The final rule also permits "knowledgeable employees" of an affiliated family office to be treated as a key employee of the family office. The staff agreed with commenters that "those employees should be in a position to protect themselves in receiving investment advice from a family office excluded from regulation under the Advisers Act."

Executive officer is defined in the rule, and is "virtually identical" to Rule 205-3 (the capital gains rule) under the Advisers Act and Rule 3c-5 (the knowledgeable employee rule) under the Investment Company Act.

Multifamily offices.

Multifamily offices are excluded from the rule. The SEC’s release clarified that multiple separate family offices managed by the same or substantially the same employees create a de facto multifamily office.
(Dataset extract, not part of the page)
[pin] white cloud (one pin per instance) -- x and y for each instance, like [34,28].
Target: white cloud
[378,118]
Because Advisers Act Section 208(d) prohibits doing indirectly anything that would be unlawful for such person to do directly, such family offices may not claim the family office exclusion.
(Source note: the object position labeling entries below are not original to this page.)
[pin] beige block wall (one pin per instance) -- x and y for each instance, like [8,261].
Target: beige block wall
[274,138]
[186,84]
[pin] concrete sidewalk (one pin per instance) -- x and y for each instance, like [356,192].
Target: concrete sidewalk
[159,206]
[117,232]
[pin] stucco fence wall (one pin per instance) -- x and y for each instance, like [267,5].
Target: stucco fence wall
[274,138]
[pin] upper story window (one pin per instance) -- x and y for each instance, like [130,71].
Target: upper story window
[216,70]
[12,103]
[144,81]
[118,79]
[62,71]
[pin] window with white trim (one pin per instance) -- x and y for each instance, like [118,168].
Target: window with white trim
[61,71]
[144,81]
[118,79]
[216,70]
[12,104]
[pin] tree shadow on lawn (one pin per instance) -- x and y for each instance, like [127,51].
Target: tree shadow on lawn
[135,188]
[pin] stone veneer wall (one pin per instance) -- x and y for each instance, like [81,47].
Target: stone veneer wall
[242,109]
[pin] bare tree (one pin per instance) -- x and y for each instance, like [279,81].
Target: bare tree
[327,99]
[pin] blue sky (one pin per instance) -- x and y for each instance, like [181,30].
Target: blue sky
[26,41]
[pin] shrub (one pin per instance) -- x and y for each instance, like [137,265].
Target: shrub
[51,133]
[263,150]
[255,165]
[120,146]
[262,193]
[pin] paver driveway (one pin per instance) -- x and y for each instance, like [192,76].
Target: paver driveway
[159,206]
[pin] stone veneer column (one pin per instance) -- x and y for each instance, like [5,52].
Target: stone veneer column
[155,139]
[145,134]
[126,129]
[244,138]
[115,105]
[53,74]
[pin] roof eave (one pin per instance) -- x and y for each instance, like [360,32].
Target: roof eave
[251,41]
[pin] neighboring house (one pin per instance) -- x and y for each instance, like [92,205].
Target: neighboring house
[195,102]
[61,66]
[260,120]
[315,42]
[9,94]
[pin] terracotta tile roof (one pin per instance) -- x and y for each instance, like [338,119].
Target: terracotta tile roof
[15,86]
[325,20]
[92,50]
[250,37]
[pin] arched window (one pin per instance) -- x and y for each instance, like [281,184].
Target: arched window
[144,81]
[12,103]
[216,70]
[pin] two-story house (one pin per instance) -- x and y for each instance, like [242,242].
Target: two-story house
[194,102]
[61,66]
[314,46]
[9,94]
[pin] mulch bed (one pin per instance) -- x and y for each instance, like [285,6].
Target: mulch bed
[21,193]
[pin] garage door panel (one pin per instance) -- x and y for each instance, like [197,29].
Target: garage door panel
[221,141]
Grandfathering provisions.

Provided the family office’s services were engaged prior to January 1, 2010, three types of clients are grandfathered in pursuant to the DFA:

  • Officers, directors, and employees who are accredited investors;
  • Any company owned and controlled by one or more family members is a family client, even if it is not operated solely for the benefit of family clients; and
  • Any SEC registered adviser to a family office that has offered investment opportunities to family clients and has co-invested with them in those opportunities "on substantially the same terms," provided such co-investments do not exceed five percent of the family office’s assets under management.

Transition period.

As noted above, charitable and non-profit organizations will have until December 31, 2013 to "spend" funds contributed to them by clients that will not qualify as family clients under the new rule, provided no new funds are invested by such clients after August 31 of this year unless the funding of the investment was committed to prior to August 31 and can be spent by the December 31, 2013 deadline.

Family offices currently exempt from registration pursuant to section 203(b)(3) of the Advisers Act will have until March 30, 2012 to register with the SEC if they cannot meet the new family office exclusion.

Previous exemptive orders remain in effect.

Various family offices may continue to rely on the relief granted to them and their employees acting within the scope of their employment that declares them not to be advisers under the law. In some cases, the relief is broader than the new rule, said the release. All commenters supported allowing prior orders to stand, observed the staff. "Thus, family offices currently operating under these orders may continue to rely on them."

However, the staff was "troubled" by information it received through the comment process that indicated some family offices were operating consistently with relief granted to other family offices without obtaining exemptive relief of their own. The staff specifically noted that, unlike no-action relief granted by the Division of Investment Management to a third party, an adviser may not "rely" on exemptive orders issued to other persons.

De-registering advisers may rely on the new rule.

An adviser de-registering in reliance on the new rule will not be prohibited from doing so solely because the adviser held itself out to the public while registered. The staff clarified this point at footnote 112 of the release in response to commenter request.

The rule is effective on August 29.

Subject to the transition exceptions described above, family offices have until August 29 to determine if the new rule works for them and if so, to get moving on a plan to ensure compliance.